I wonder how to speed up the pretraining on chem data. How long did you use to pretrain one epoch on it? Which gpu version did you use? I think the speed bottleneck is the CPU or io. I tried increasing the num_workers while it seems no effects.

check-777 commented 3 years ago

I run the pretraining on 3090,and the number_works = 8.Besides,I didn't change the source code.

ha-lins commented 3 years ago

@check-777 Thanks for your helpful comments. Could you pls share the package version of pyG and pytorch? 3090 merely supports cuda 11.1. Higher version of PyG might leads to some inconsistent results with those in the paper as mentioned in README.md.

check-777 commented 3 years ago

@check-777 Thanks for your helpful comments. Could you pls share the package version of pyG and pytorch? 3090 merely supports cuda 11.1. Higher version of PyG might leads to some inconsistent results with those in the paper as mentioned in README.md.
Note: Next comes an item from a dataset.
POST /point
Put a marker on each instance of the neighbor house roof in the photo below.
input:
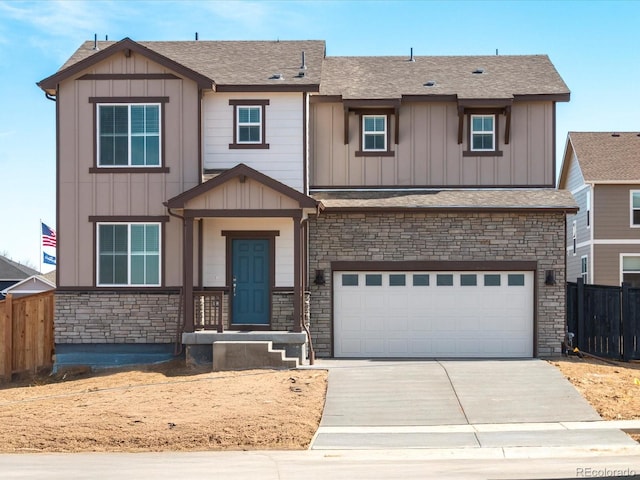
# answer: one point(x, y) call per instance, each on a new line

That's true.And I fixed some bugs that casued by the pyG version.You can check out this url https://github.com/snap-stanford/pretrain-gnns/issues/14#issuecomment-647493335 That's my versions about pyG and pytorch: pytorch1.7.1 pip install torch-scatter -f https://pytorch-geometric.com/whl/torch-1.7.0+cu110.html pip install torch-sparse -f https://pytorch-geometric.com/whl/torch-1.7.0+cu110.html pip install torch-cluster -f https://pytorch-geometric.com/whl/torch-1.7.0+cu110.html pip install torch-spline-conv -f https://pytorch-geometric.com/whl/torch-1.7.0+cu110.html pip install torch-geometric

ha-lins commented 3 years ago

@check-777 Thanks for your help. I wonder if this problem is fixed and reproduce the pretraining performance successfully. Are the downstream performance close to the paper results for the latest version of pyG?